A retrospective study was conducted on 209 patients with PTC diagnosed between August 2021 and January 2024. All patients underwent ultrasound examination and were confirmed to be positive for RET fusion or BRAFV600E by pathological results. The differences in clinical characteristics and ultrasonography features between the 2 groups were analyzed.

RESULTS

Among all PTCs (n = 209), we detected 30 RET fusions and 179 BRAFV600E. RET-fusion PTCs showed younger age [38.5 (16.0-69.0) vs 42.9 (20.0-74.0) years, P < .05], larger tumor size [1.09 (0.5-4.0) vs 0.77 (0.1-4.0) cm, P < .005], and more advanced N stage (P < .001) than BRAFV600E PTCs. RET-fusion PTCs were mainly classical and diffuse sclerosing subtypes.
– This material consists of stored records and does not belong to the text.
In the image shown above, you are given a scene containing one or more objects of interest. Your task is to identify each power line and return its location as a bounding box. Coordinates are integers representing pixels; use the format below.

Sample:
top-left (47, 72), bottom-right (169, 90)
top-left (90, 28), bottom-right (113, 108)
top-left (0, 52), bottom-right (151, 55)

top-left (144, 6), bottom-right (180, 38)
In terms of ultrasound performance, RET-fusion PTCs were mainly manifested as heterogeneous echogenicity (43.3%), ill-defined tumor margin (90.0%), irregular shape (83.3%), and intranodular microcalcification (83.3%), characterized by scattered microcalcification around the tumor/within thyroid gland (40.0%). In comparison, BRAFV600E PTCs were mainly characterized by hypoechogenicity (95.5%), round/oval shape (80.4%), and intranodular noncalcification (54.2%). Multivariate logistic regression analysis revealed that scattered microcalcification around the tumor/within the normal gland was an independent risk factor for lateral lymph node metastasis (LLNM) in RET-fusion PTCs (odds ratio 9.79, 95% confidence interval 1.31-72.93, P = .026).

CONCLUSION

Patients diagnosed with PTC harboring RET fusion presented with distinctive clinical characteristics and sonographic patterns, underscoring the unique diagnostic value of ultrasound examination. It can provide a preoperative noninvasive primary screening method for RET-fusion diagnosis, thus facilitating targeted patients with purposeful molecular sequencing to improve treatment outcomes.